Das Parlament
Mit der Beilage aus Politik und Zeitgeschehen

Das Parlament
Nr. 36 / 04.09.2006
Eckhard Jesse

Das Denken besetzen

Gewalt als Mittel zum Zweck

Der Terrorismus stellt eine spezifische Form des politischen Extremismus dar, der grundsätzlich den freiheitlichen Verfassungsstaat ablehnt. Durch die systematische Anwendung von politisch motivierter Gewalt, zum Beispiel auf ausgewählte Repräsentanten des "Systems" oder auf völlig Unbeteiligte, soll die "herrschende Schicht" verunsichert und die "unterdrückte Klasse" beziehungsweise die "unterdrückte Ethnie" mobilisiert werden - etwa dadurch, dass der Staat demoralisiert wird oder mit seinen Abwehrmechanismen überreagiert und Schwäche zeigt. Der Terrorismus, der seine Gewalttaten als Mittel zum politischen Zweck betrachtet, ist ein Ausdruck der Isolation von Minderheiten, die nicht an der Macht sind. Im Gegensatz zur Guerilla wohnt der Gewalt wesentlich eine kommunikative Funktion inne, keine militärische. Nach Franz Wördemann versucht der Terrorismus das Denken zu besetzen, die Guerilla den Raum. Die Art der vom Terrorismus angewandten gewaltsamen Mittel reicht von Banküberfällen und Entführungen über Bombenattentate bis zum Einsatz von Giftgas. Die Täter scheuen dabei selbst vor der Vernichtung des eigenen Lebens nicht zurück. "Den" Terrorismus gibt es dabei nicht. Vier Erscheinungsformen lassen sich nach der jeweiligen Zielrichtung unterscheiden: der sozialrevolutionäre, der rechtsextreme, der ethnische und der religiös-fundamentalistisch orientierte Terrorismus.

Vier Erscheinungsformen

Der sozialrevolutionäre Terrorismus will dem "Klassenstaat" den Kampf ansagen. Von neo-marxistischen Denkmustern inspiriert, such(t)en Gruppierungen Zuflucht im bewaffneten Kampf. Die Hoffnung, die Masse der als unterdrückt geltenden "Proletarier" werde dadurch aufgerüttelt, ging nicht auf. Diese Form des Terrorismus spielte vor allem in den 70er- und 80er- Jahren des vergangenen Jahrhunderts eine Rolle - etwa in Frankreich ("Action Directe") und in Italien ("Brigate Rosse"). Nach dem nahezu weltweiten Zusammenbruch des Kommunismus findet sich Terrorismus dieser Art vereinzelt noch in Lateinamerika. Nach Deutschland kam dieser Terrorismus 1970 mit dem Aufbau der "Roten Armee Fraktion" (RAF), außerdem gründeten sich die "Bewegung 2. Juni" und zahlreiche "revolutionäre Zellen". Der Höhepunkt des Terrorismus lag im Jahre 1977 mit den Morden an Generalbundesanwalt Siegfried Buback, an dem Vorstandssprecher der Deutschen Bank Jürgen Ponto sowie dem Arbeitgeberpräsident Hanns Martin Schleyer und seinen Begleitern, durchgeführt von einer "zweiten RAF-Generation". Die Morde in den 80er-Jahren an politischen und wirtschaftlichen Repräsentanten des "Systems" gingen auf eine dritte Terroristengeneration zurück, die sich durch ein höheres Maß an Professionalisierung auszeichnete. 1998 gab die RAF in einer Erklärung ihr Ende bekannt.

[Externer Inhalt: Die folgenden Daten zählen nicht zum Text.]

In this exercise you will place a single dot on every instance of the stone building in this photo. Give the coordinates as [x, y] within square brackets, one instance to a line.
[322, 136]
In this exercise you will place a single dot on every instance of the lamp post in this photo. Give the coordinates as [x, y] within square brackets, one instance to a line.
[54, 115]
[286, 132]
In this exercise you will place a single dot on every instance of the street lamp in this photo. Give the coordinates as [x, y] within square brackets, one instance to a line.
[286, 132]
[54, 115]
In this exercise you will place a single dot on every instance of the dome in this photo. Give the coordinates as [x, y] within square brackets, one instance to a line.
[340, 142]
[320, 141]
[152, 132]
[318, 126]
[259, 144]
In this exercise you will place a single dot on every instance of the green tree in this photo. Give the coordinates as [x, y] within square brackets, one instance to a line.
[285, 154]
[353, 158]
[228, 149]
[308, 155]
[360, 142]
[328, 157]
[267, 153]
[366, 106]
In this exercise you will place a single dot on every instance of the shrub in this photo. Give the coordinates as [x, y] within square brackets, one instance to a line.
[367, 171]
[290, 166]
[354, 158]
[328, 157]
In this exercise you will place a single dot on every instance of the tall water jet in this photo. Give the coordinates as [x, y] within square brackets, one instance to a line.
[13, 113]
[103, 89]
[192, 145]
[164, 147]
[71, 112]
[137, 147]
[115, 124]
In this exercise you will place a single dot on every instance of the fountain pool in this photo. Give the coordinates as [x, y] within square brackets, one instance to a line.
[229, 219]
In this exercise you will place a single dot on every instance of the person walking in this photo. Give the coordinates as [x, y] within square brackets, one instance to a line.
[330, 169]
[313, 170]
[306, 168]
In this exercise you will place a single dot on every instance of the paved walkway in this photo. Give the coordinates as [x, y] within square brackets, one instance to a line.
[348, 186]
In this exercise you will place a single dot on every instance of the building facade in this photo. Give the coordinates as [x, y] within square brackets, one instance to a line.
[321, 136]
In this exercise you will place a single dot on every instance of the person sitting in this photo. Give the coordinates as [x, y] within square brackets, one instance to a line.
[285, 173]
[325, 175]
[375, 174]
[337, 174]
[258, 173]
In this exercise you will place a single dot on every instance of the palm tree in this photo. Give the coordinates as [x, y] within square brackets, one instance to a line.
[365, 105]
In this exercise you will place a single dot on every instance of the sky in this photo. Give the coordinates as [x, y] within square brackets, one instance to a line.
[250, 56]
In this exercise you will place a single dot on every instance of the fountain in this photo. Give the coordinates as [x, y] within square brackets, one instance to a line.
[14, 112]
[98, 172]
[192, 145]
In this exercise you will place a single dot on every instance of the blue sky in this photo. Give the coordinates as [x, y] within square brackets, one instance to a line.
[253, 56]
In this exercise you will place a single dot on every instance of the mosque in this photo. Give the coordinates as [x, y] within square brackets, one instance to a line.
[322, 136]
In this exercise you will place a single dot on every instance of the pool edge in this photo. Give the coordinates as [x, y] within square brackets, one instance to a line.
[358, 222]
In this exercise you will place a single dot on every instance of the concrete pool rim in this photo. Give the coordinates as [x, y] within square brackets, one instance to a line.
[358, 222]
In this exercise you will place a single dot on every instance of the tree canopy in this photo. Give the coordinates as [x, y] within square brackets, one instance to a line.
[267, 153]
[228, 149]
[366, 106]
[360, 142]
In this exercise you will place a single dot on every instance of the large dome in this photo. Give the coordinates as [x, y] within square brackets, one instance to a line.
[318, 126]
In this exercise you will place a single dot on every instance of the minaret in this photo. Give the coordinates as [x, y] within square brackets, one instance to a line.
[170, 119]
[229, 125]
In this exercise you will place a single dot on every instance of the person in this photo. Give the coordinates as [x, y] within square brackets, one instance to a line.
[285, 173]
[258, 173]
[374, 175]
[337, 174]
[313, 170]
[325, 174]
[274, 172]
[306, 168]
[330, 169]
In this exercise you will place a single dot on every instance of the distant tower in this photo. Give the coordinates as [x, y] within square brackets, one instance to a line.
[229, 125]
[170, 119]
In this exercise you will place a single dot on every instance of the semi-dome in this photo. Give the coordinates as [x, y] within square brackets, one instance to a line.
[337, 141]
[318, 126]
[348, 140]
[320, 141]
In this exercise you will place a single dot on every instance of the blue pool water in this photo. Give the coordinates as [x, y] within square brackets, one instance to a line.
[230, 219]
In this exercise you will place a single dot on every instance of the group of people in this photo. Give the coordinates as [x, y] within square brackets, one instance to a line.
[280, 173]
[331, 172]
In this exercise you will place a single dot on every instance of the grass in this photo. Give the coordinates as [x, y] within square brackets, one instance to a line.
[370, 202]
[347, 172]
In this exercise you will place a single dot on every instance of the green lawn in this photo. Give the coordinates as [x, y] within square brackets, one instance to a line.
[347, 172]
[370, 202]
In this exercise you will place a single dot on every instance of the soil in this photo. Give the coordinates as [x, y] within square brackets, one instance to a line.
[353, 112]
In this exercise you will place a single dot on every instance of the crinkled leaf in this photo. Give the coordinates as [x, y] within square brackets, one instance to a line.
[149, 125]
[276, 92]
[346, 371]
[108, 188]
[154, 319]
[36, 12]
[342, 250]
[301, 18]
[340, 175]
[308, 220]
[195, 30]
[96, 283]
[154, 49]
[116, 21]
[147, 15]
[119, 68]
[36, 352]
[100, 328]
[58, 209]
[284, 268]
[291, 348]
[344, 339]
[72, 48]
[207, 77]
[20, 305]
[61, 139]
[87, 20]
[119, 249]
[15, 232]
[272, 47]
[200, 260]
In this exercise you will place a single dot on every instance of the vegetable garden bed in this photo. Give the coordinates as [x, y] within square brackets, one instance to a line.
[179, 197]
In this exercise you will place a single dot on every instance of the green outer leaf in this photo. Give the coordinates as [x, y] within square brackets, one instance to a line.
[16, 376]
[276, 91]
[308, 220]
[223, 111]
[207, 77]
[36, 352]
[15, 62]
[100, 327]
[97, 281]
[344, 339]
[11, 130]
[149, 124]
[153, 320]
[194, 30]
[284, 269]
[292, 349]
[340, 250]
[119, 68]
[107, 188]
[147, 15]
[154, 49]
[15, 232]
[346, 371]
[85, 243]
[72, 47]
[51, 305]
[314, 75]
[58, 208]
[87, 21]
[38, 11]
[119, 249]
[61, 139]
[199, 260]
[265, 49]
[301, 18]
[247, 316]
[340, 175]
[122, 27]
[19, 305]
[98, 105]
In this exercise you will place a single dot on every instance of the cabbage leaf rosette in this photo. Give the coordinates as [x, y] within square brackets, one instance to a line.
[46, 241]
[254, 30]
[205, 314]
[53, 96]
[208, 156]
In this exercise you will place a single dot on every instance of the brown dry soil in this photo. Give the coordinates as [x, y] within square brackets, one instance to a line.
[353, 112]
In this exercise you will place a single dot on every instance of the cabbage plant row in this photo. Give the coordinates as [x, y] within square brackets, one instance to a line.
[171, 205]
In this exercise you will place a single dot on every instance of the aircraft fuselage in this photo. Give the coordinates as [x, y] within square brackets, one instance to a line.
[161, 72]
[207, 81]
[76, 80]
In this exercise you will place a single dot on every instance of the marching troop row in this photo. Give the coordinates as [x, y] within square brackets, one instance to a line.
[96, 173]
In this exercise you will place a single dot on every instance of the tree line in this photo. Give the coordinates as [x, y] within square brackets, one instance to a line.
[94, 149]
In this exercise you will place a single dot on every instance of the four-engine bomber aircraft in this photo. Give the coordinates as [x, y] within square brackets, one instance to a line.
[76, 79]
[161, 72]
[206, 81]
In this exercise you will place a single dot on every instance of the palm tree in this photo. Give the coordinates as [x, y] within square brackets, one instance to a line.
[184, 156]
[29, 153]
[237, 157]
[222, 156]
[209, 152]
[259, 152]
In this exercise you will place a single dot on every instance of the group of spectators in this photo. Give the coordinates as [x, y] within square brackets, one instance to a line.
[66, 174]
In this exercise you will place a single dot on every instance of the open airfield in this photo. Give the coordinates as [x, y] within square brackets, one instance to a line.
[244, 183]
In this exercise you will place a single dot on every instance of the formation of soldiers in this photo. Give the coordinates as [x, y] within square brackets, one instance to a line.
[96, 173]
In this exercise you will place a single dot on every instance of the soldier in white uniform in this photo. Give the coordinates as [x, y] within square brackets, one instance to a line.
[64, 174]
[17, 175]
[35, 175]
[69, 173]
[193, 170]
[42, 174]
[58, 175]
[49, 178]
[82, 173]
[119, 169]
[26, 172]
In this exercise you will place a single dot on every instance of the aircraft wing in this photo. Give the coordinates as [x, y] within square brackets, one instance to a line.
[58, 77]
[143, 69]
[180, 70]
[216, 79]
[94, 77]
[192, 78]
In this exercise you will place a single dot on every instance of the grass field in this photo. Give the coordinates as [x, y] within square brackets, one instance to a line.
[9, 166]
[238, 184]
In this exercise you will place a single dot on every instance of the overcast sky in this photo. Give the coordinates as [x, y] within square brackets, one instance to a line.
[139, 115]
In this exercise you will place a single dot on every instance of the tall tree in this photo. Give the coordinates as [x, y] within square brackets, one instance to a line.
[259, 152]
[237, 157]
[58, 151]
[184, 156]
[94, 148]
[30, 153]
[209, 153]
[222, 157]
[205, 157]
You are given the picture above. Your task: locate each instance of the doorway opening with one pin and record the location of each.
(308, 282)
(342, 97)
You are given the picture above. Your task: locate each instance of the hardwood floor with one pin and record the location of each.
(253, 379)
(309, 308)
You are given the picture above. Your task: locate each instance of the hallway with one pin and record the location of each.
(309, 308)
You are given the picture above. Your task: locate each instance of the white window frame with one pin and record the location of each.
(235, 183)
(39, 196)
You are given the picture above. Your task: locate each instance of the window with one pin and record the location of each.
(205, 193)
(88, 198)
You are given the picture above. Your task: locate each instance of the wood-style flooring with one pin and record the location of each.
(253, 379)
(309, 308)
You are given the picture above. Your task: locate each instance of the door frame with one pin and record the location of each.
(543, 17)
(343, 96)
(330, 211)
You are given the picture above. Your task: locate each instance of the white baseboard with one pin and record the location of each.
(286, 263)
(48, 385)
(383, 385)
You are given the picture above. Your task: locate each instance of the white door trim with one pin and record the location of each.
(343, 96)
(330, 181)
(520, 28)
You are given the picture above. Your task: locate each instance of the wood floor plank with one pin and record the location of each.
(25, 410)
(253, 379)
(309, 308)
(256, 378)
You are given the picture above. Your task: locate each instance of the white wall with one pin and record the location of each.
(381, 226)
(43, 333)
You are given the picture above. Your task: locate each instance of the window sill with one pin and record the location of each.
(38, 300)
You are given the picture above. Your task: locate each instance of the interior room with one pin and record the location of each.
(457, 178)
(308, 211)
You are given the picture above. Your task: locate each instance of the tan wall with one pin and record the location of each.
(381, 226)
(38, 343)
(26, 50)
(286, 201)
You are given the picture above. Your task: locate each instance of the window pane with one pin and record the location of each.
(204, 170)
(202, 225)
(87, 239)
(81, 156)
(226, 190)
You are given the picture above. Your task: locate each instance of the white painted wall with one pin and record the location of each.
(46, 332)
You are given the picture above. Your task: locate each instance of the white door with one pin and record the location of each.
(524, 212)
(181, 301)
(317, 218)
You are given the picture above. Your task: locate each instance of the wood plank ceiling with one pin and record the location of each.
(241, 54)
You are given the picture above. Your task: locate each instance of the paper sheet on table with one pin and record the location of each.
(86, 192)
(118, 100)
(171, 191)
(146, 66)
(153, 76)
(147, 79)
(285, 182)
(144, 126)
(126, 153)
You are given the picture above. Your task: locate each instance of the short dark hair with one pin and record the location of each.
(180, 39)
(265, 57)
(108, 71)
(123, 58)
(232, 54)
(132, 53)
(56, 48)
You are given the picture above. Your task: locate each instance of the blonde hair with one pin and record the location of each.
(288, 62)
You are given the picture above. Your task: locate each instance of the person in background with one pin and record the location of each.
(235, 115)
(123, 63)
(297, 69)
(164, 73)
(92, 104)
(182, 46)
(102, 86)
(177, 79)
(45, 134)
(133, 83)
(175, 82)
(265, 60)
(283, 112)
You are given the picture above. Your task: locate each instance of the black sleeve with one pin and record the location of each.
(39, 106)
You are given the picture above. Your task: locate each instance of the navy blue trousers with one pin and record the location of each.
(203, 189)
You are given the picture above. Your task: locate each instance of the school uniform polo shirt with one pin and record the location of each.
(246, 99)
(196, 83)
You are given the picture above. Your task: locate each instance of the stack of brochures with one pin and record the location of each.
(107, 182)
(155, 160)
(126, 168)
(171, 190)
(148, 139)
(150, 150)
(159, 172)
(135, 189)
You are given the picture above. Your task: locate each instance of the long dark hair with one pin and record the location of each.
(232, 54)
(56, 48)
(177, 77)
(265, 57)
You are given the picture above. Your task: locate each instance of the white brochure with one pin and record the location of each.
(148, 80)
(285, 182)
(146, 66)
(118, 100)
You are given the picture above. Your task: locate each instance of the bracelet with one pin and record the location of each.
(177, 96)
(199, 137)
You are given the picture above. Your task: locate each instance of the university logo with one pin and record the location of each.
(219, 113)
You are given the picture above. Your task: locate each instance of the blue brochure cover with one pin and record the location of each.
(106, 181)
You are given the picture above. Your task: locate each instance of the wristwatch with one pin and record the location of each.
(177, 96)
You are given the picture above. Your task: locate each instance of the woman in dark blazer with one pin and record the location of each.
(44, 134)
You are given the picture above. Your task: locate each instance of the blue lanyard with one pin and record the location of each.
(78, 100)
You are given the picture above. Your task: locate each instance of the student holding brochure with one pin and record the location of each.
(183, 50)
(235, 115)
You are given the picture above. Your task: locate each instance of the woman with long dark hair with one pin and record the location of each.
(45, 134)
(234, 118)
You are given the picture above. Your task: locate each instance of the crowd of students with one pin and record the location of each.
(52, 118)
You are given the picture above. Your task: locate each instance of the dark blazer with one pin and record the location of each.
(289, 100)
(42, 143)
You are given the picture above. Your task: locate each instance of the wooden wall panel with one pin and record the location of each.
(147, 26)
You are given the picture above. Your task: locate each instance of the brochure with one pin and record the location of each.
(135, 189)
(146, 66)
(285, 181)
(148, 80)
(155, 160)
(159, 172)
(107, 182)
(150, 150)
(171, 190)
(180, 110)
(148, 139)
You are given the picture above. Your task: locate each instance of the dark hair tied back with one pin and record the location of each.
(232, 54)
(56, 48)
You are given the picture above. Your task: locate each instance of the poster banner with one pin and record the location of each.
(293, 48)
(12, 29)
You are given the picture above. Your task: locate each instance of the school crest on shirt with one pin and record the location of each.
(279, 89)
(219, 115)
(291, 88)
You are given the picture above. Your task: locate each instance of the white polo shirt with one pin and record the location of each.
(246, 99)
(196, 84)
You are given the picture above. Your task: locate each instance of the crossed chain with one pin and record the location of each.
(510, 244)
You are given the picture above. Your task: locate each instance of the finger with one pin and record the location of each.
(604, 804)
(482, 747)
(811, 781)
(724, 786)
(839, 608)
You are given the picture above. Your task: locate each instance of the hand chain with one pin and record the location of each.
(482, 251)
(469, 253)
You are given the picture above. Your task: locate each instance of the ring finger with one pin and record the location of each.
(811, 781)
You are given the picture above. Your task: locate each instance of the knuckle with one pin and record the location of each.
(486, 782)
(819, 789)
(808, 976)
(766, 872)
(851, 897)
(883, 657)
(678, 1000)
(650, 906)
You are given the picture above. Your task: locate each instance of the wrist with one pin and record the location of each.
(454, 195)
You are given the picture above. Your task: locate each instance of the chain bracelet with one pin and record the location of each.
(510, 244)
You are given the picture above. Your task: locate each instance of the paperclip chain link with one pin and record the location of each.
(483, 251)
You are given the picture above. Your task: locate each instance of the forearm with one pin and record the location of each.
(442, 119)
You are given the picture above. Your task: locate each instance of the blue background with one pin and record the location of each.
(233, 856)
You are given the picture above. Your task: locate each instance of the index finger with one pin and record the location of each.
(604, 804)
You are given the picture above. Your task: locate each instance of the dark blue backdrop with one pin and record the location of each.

Der rechtsextremistische Terrorismus spielte, anders als nach dem Ersten Weltkrieg, nach 1945 keine große Rolle. Zuweilen machten Kleingruppen oder Einzeltäter, zum Beispiel durch Bombenlegungen in Zügen, von sich reden (etwa in Italien). In der Bundesrepublik war dies nicht anders. Ende der 70er-, Anfang der 80er-Jahre gab es einige terroristische Anschläge von rechtsextremistischen Gruppierungen, die schnell aufgelöst wurden. Den fremdenfeindlichen Ausschreitungen in der ersten Hälfte der 90er-Jahre fehlt(e) es an Planungsintensität und Systematik, als dass sie als Terrorismus im engeren Sinne bezeichnet werden können. Diese Form gilt auch als "vigilantistischer Terrorismus". Er will nicht den Staat stürzen, sondern ihn stützen - zum Beispiel durch Angriffe auf Minderheiten wie Einwanderer.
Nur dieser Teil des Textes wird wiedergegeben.